Wang Shusen Recommender Systems Study Notes — Re-Ranking

Edit Me

Wang Shusen Recommender Systems Study Notes — Re-Ranking

Re-Ranking

Diversity in Recommender Systems

Measuring Item Similarity

Similarity Measures

Based on item attribute tags.
- Category, brand, keywords...
Based on item vector representations.
- Item vectors learned by the retrieval two-tower model (not ideal).
- Content-based vector representations (preferred).

Attribute Tag-Based Similarity

Item attribute tags: category, brand, keywords...
Compute similarity based on first-level category, second-level category, and brand.
- Item $i$ : Beauty, Makeup, Chanel.
- Item $j$ : Beauty, Perfume, Chanel.
- Similarity: $\text{sim}_1(i, j) = 1$ , $\text{sim}_2(i, j) = 0$ , $\text{sim}_3(i, j) = 1$ .

Content-based item representation can improve diversity.

CNN can process images to output feature vectors; BERT can process text to output feature vectors. The two vectors are then concatenated.
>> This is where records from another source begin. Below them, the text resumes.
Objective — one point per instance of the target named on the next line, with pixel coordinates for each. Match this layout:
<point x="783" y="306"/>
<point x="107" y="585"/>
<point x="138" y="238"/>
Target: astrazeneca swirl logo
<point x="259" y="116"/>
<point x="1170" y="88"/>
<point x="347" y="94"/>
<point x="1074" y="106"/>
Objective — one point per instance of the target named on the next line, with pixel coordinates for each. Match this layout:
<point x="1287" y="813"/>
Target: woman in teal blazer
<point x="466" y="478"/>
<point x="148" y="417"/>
How to train CNN and BERT?

CLIP is the currently recognized most effective pre-training method.
Idea: For image–text pairs, predict whether the image and text match.
Advantage: No manual annotation needed. Posts on Xiaohongshu naturally contain images + text, and most posts have matching image-text content.
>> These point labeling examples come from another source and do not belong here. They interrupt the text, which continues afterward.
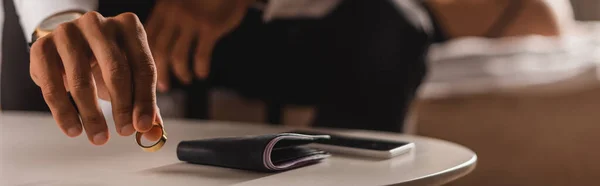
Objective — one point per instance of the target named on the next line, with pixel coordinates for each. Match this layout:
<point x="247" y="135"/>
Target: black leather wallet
<point x="265" y="153"/>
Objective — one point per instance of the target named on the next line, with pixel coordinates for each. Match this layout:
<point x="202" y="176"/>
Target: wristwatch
<point x="49" y="24"/>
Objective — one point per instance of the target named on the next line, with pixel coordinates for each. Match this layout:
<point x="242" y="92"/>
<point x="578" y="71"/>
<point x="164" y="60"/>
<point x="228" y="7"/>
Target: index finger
<point x="143" y="71"/>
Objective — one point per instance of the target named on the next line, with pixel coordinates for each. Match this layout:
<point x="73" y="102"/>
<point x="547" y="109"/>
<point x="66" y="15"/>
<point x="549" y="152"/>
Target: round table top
<point x="33" y="151"/>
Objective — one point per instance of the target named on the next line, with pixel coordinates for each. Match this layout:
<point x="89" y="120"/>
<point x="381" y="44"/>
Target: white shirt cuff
<point x="33" y="12"/>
A batch contains $m$ positive pairs.
One image paired with $m - 1$ texts forms negative samples.
The batch contains $m(m - 1)$ negative pairs in total.

Methods for Improving Diversity

Post-processing in pre-ranking also requires diversity algorithms.
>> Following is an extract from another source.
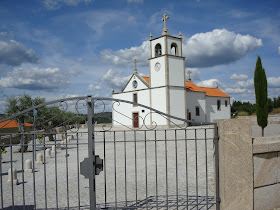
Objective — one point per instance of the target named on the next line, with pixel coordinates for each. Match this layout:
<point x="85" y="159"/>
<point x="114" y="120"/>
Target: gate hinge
<point x="97" y="164"/>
Post-processing in full ranking is also called re-ranking.

Maximal Marginal Relevance (MMR)

Diversity

Full ranking scores $n$ candidate items; let the fused scores be
$\text{reward}_1, \dots, \text{reward}_n$
Let the similarity between items $i$ and $j$ be $\text{sim}(i,j)$ .
Select $k$ items from $n$ , requiring both high ranking scores and high diversity.

MMR Diversity Algorithm

Compute the Marginal Relevance score for each item $i$ in set $\mathcal{R}$ :
$\text{MR}_i = \theta \cdot \text{reward}_i - (1 - \theta) \cdot \max\limits_{j \in \mathcal{S}} \text{sim}(i, j)$
$\text{reward}_i$ is the item's full-ranking score; $\max\limits_{j \in \mathcal{S}} \text{sim}(i, j)$ measures how similar the unselected item $i$ is to already selected items. A higher ranking score and lower similarity yield a higher MR score.
Maximal Marginal Relevance (MMR): Select the item with the highest MR score from unselected items:
$\arg\max\limits_{i \in \mathcal{R}} \text{MR}_i$

MMR Diversity Algorithm

Initialize selected items $\mathcal{S}$ as the empty set; initialize unselected items $\mathcal{R}$ as the full set $\{1, \dots, n\}$ .
Select the item with the highest ranking score $\text{reward}_i$ , move it from $\mathcal{R}$ to $\mathcal{S}$ .
Repeat for $k - 1$ rounds: a. Compute scores $\{\text{MR}_i\}_{i \in \mathcal{R}}$ for all items in $\mathcal{R}$ . b. Select the item with the highest score and move it from $\mathcal{R}$ to $\mathcal{S}$ .

Sliding Window

MMR:
$\arg\max\limits_{i \in \mathcal{R}} \left\{ \theta \cdot \text{reward}_i - (1 - \theta) \cdot \max\limits_{j \in \mathcal{S}} \text{sim}(i, j) \right\}$
As more items are selected (i.e., $\mathcal{S}$ grows), it becomes harder to find item $i \in \mathcal{R}$ that is dissimilar to all items in $\mathcal{S}$ .
Assuming $\text{sim}$ has range $[0,1]$ : when $\mathcal{S}$ is large, the diversity score $\max\limits_{j \in \mathcal{S}} \text{sim}(i, j)$ is always approximately 1, causing MMR to break down.
Solution: Set a sliding window $\mathcal{W}$ , e.g., the most recently selected 10 items, and replace $\mathcal{S}$ in the MMR formula with $\mathcal{W}$ .

Standard MMR:
$\arg\max\limits_{i \in \mathcal{R}} \left\{ \theta \cdot \text{reward}_i - (1 - \theta) \cdot \max\limits_{j \in \mathcal{S}} \text{sim}(i, j) \right\}.$
With sliding window:
$\arg\max\limits_{i \in \mathcal{R}} \left\{ \theta \cdot \text{reward}_i - (1 - \theta) \cdot \max\limits_{j \in \mathcal{W}} \text{sim}(i, j) \right\}$

Re-Ranking Rules

Rule: At most $k$ consecutive posts of a certain type

Xiaohongshu recommendation system items are divided into image-text posts and video posts.
At most $k = 5$ consecutive image-text posts; at most $k = 5$ consecutive video posts.
If positions $i$ through $i+4$ are all image-text posts, then position $i+5$ must be a video post.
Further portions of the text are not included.